Disclaimer : cet article à presque entièrement été réalisé à l’aide de l’IA et sert de prévisualisation. Il est possible qu’il soit modifié à l’avenir.
En septembre 2005, le MMORPG World of Warcraft, développé par Blizzard Entertainment, a été le théâtre d’un événement aussi inattendu que fascinant : l’« incident du sang vicié » (Corrupted Blood Incident), parfois surnommé la « peste du sang corrompu ». Ce qui n’était au départ qu’un simple bug informatique s’est transformé en une véritable pandémie virtuelle touchant des milliers de joueurs à travers le monde.
L’origine du phénomène remonte à l’ouverture du raid de Zul’Gurub.
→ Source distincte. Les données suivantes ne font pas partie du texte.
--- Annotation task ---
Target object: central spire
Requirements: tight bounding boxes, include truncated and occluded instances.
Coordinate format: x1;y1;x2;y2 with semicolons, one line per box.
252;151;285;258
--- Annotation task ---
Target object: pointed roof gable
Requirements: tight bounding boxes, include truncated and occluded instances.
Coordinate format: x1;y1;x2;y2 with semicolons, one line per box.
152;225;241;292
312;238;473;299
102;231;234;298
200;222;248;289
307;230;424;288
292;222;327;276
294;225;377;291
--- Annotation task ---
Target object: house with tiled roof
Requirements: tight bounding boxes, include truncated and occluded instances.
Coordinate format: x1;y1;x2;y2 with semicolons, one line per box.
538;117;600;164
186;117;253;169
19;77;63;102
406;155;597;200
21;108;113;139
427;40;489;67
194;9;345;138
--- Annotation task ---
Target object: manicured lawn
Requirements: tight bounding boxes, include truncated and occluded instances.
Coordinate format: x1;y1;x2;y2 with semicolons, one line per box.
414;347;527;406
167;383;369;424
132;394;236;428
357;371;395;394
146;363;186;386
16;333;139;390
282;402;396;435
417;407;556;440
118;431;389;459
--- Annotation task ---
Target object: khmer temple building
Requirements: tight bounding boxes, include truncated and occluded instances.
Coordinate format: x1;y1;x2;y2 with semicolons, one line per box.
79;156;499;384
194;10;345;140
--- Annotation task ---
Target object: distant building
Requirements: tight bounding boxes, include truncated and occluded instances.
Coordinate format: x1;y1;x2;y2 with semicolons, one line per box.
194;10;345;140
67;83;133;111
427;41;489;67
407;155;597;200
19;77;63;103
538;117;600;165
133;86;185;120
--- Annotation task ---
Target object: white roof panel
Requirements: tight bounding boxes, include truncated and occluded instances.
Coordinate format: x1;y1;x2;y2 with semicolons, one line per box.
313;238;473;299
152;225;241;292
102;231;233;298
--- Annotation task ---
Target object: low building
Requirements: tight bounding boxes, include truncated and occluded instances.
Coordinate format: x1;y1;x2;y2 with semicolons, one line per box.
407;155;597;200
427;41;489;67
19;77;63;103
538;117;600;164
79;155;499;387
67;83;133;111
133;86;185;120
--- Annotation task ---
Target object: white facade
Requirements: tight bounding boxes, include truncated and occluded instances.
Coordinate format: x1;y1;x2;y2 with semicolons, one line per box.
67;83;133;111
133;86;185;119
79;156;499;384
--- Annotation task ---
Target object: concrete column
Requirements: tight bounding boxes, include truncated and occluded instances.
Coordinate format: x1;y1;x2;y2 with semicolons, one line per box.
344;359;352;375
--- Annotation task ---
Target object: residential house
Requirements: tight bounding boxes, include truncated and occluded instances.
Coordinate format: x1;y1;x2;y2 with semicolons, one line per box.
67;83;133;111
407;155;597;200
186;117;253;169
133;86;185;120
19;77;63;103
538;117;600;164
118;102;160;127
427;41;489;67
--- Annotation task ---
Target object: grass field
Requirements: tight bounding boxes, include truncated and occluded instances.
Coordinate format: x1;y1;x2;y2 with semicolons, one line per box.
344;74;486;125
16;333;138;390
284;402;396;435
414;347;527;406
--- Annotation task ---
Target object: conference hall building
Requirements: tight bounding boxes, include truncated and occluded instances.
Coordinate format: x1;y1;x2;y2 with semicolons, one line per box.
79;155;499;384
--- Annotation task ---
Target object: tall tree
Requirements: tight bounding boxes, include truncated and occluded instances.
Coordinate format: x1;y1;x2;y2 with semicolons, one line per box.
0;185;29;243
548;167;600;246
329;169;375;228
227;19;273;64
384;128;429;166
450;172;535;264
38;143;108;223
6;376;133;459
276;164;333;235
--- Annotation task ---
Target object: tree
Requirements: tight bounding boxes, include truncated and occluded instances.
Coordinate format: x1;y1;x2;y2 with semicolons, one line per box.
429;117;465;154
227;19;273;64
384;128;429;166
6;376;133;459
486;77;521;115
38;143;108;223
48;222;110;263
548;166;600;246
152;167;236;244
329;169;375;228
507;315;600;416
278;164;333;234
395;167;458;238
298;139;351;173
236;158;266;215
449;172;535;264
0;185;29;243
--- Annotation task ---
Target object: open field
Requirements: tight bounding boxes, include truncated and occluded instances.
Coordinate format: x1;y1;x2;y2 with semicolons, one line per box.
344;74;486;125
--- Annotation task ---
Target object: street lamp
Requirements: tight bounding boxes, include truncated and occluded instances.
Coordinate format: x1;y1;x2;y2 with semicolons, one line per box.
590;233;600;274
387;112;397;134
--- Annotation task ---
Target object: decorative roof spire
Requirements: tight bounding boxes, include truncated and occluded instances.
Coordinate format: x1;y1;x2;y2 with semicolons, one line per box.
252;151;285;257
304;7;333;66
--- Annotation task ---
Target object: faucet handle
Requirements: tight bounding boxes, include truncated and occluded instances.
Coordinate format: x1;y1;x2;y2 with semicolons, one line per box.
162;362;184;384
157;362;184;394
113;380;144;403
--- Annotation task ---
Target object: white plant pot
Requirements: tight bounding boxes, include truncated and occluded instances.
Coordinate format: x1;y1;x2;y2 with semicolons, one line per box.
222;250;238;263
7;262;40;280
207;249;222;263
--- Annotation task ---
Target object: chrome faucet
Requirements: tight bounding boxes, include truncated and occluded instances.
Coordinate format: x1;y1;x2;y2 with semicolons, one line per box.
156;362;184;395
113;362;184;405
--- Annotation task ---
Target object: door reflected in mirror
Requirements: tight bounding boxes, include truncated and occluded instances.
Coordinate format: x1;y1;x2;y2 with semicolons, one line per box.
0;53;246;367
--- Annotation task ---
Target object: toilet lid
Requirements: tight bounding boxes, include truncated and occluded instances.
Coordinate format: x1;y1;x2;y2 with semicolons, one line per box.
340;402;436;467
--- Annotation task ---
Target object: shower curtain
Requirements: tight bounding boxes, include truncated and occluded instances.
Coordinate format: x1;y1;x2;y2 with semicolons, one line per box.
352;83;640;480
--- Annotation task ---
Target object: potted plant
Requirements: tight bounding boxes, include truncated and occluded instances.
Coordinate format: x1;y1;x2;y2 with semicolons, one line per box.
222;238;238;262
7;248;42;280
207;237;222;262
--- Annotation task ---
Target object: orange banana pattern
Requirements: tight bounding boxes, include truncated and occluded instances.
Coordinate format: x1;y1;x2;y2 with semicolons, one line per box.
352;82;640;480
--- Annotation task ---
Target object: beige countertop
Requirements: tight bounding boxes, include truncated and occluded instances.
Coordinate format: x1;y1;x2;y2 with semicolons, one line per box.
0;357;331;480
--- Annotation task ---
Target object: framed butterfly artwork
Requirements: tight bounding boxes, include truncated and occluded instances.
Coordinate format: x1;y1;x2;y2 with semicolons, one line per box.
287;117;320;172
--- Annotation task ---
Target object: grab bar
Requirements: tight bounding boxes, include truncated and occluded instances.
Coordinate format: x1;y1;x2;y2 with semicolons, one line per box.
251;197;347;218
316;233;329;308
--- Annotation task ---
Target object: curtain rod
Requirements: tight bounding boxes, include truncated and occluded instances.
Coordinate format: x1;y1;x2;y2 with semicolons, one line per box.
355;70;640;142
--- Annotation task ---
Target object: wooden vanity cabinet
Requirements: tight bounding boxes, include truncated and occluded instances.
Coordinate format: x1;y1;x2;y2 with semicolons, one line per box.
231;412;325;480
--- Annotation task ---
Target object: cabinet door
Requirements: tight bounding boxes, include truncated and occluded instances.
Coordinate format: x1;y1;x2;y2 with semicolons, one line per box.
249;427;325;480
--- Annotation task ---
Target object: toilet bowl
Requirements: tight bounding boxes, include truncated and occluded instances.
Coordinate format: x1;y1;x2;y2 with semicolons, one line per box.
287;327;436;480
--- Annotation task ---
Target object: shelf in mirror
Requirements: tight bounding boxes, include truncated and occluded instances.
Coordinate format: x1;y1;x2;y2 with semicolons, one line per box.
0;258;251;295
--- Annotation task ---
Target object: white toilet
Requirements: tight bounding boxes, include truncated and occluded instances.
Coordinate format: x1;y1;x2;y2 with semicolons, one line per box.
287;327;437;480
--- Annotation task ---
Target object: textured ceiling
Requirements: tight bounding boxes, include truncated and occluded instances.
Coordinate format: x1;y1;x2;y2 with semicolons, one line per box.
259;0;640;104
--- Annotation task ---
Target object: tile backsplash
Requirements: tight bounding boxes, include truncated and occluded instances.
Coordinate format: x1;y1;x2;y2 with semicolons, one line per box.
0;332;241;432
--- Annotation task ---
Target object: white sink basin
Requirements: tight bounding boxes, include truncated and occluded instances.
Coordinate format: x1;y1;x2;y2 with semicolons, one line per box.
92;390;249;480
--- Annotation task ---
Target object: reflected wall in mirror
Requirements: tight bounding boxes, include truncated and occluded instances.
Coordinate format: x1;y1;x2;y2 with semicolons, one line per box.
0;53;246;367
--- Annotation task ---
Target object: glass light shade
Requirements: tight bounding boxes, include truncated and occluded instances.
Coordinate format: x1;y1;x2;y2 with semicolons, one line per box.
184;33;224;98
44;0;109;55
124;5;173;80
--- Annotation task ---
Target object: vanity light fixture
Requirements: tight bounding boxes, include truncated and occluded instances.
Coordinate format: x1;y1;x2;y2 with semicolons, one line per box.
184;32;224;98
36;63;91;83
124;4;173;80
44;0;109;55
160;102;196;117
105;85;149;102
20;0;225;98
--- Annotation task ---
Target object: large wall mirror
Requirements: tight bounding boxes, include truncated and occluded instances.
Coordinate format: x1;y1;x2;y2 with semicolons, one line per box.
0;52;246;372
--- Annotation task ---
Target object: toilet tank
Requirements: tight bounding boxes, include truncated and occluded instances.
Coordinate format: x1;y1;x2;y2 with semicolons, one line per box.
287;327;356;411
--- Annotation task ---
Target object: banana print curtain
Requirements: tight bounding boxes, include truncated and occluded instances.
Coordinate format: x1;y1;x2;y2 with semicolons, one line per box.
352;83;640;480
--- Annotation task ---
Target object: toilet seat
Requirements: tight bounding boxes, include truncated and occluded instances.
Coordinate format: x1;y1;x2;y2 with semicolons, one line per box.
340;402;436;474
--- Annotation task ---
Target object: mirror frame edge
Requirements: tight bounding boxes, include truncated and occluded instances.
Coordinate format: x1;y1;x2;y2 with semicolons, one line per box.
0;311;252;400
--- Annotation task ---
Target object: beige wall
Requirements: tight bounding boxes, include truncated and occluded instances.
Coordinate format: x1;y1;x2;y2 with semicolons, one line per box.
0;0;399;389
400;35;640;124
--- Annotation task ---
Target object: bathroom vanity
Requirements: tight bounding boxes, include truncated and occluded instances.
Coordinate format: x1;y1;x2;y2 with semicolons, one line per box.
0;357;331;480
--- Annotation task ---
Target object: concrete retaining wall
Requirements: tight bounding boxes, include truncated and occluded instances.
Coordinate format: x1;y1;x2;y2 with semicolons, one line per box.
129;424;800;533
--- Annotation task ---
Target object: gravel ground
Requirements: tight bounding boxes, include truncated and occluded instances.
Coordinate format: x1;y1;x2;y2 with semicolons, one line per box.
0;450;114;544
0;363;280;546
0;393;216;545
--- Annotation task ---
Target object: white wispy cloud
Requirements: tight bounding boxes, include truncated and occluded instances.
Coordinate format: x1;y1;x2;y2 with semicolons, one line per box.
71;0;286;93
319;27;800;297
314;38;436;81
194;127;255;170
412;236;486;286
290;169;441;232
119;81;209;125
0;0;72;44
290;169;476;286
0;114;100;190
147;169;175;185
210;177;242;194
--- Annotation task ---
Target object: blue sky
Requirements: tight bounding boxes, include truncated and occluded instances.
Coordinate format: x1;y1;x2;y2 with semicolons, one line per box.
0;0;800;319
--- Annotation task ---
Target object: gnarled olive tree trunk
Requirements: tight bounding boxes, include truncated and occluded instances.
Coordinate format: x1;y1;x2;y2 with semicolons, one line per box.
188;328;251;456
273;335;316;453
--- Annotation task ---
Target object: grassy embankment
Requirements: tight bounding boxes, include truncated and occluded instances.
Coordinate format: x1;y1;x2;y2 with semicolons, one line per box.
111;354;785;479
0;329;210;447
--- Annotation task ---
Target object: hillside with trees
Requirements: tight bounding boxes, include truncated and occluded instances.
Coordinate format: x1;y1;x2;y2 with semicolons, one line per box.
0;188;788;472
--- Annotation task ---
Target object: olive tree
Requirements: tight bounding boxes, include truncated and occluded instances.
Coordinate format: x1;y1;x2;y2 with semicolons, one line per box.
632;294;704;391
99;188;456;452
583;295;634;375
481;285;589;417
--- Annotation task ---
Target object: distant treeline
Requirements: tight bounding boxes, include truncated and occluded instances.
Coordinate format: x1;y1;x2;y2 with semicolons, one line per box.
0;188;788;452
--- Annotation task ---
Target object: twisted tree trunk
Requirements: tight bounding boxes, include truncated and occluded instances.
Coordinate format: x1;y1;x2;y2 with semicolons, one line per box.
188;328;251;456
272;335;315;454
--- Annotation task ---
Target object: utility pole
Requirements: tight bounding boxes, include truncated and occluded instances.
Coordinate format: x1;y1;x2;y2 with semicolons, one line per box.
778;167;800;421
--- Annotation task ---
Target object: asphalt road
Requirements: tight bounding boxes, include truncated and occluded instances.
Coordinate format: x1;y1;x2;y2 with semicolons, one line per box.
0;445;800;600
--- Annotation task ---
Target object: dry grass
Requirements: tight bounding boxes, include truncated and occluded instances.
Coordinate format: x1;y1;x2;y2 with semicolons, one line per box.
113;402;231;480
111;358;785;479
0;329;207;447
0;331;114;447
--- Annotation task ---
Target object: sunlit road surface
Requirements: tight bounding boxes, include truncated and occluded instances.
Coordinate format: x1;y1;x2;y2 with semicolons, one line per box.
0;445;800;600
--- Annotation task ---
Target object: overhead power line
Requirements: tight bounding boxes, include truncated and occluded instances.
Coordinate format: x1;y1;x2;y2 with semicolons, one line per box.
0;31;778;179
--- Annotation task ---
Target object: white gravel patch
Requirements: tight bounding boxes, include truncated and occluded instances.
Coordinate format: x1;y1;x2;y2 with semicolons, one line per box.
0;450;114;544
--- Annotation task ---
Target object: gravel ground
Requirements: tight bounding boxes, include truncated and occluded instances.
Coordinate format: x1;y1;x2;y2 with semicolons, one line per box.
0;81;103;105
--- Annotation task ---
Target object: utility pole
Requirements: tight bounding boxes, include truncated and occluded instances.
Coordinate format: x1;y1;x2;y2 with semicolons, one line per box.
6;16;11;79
Le boss final, Hakkar the Soulflayer, infligeait aux joueurs un effet négatif appelé « Corrupted Blood ». Cette maladie faisait perdre des points de vie et pouvait se transmettre aux personnages proches. Les développeurs avaient prévu que l’effet reste limité à la zone du combat, mais une erreur de programmation permit à certains familiers de conserver l’infection lorsqu’ils quittaient le raid. Une fois réinvoqués dans les villes principales, ils propagèrent la maladie à toute la population du jeu.
Les conséquences furent spectaculaires. Les grandes cités virtuelles se remplirent rapidement de cadavres de personnages, tandis que les joueurs tentaient de comprendre ce qui se passait. Certains fuyaient les zones contaminées ou essayaient d’aider les autres grâce à leurs sorts de soin. D’autres, au contraire, propageaient volontairement l’épidémie pour semer le chaos. Ces comportements rappelaient étonnamment ceux observés lors de véritables crises sanitaires : panique, entraide, désinformation, non-respect des quarantaines ou encore propagation délibérée du danger.
Photo : Blizzard/@Wowhead/Twitter
Au-delà de l’anecdote vidéoludique, cet événement a attiré l’attention de chercheurs en épidémiologie. Plusieurs spécialistes ont étudié les réactions des joueurs afin de mieux comprendre les comportements humains face à une épidémie. Ainsi, une erreur de programmation dans un jeu vidéo est devenue l’un des exemples les plus célèbres de simulation sociale involontaire de l’histoire du numérique.